There is a food market close to my office where if you go often enough, the market traders prepare your order before you even have to ask. With the sheer amount of resources today’s marketers pump into their campaigns, why is it that I get a more personalised experience from a market stall than from a large corporation?
We live in an age saturated with marketing messages. Marketers are spending an increasing amount of time and energy trying to figure out how to cut through the noise in new and innovative ways. The tried and tested method of targeting consumers at the right time, with the right message and in the right medium still holds true, however – and despite this being the foundation of any good marketing, it is still a mix that marketers are struggling to get right.
With the glut of data, we marketers currently have at our fingertips, achieving the right messaging at the right time and place is now easier than ever before. Simply put, there is now no excuse for poorly personalised and timed messaging.
One way marketers can provide consumers with the messages they really want, is through a personalisation engine. In layman’s terms, this is a nifty piece of data science that takes all of your marketing and sales data and uses it to create personalised recommendations for your customers.
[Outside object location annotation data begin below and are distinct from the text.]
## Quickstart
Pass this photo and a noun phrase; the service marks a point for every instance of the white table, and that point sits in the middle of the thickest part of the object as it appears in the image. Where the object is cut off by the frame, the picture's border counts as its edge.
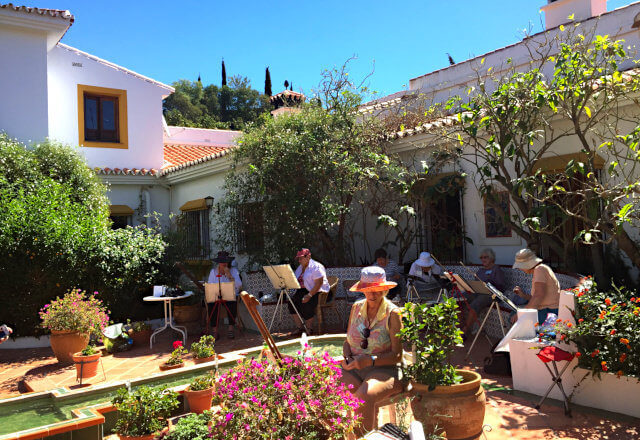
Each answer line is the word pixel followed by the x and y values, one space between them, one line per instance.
pixel 168 318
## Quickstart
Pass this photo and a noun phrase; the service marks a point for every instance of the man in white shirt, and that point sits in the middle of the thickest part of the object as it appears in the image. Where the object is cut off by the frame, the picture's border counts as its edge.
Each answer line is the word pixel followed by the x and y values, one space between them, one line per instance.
pixel 224 273
pixel 425 272
pixel 312 277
Everything from a customer’s online browsing behaviour, response to previous marketing campaigns, social media, loyalty card information and previous purchase data can be used to fuel the personalisation engine. The recommendations offered can get even more detailed when you begin to feed in external data sources, trend data from news sites and blogs, for instance, or open data such as weather information.
The engine can then use all this different data to come up with interesting insights, and not just common sense recommendations. It’s easy to suggest that a female buying eveningwear would also consider a clutch bag and heels. The real value of the personalisation engine lies in its power to predict purchases you may not have considered – the same female may also be more likely to buy nail varnish and hairspray.
More importantly, a personalisation engine may recommend items that the customer themselves have not considered before. With the right data, a personalisation engine could suggest products that are suitable for a customer based on their needs, interests and desires. That female with the eveningwear may have a long running interest in Parisian style homeware, and she may have recently been browsing for dinner party recipes. Recommending your new line of French-themed home accessories suddenly seems like a no-brainer.
In this situation, you’ve not only managed to sell some extra products to a customer who otherwise may not have known you stocked them, but you’ve also strengthened your relationship with that consumer. They could be over the moon that you offered them a product so completely aligned with their interests and needs at that exact moment, and you may very well become their first port of call for any future dinner party planning.
Of course, it’s all well and good to have the engine, but you shouldn’t just keep it parked in one place. That is to say, the power of your personalisation engine shouldn’t be restricted to one part of the marketing mix. The recommendations that personalisation engines give are most effective when exposed to all aspects of your marketing strategy.
Having an overview of what products are popular amongst different customers now and in the future will help you plan what products you should spend time promoting, where the products should be promoted, and who should receive the promotions.
Personalisation engines don’t have to exist only in the online world either. As marketers struggle to unite their bricks with customers’ clicks, personalisation engines can help bridge the gap between online and offline. Recommendations based on a customer’s browsing behaviour can be served to that individual as they walk through the doors of a store.
Returning again to our female purchasing eveningwear, she may have spent a few months searching for the right dress and accessories only to decide to go to a shopping centre to try the items on in person. A retailer could use her browsing data to determine that she was interested in buying a number of different evening dresses from both itself and its competitors. It could then use this information to offer her an incentive as soon as she walked through the doors of its store. Beacons placed at the store entrance would be able to identify her through the retailer’s app and could then be used to offer a discount on the dress she’d considered, plus recommendations for related accessories and beauty products.
Personalisation engines are still a niche tool, known to only the savviest marketers. Given their ease of use and huge potential however, it is only a matter of time before every marketer hitches a ride. Fast-forward a few more years and personalisation engines will become as commonplace in marketers’ toolkits as email is now. It’s worth taking the time to explore where your engine can take you before the competition catches up.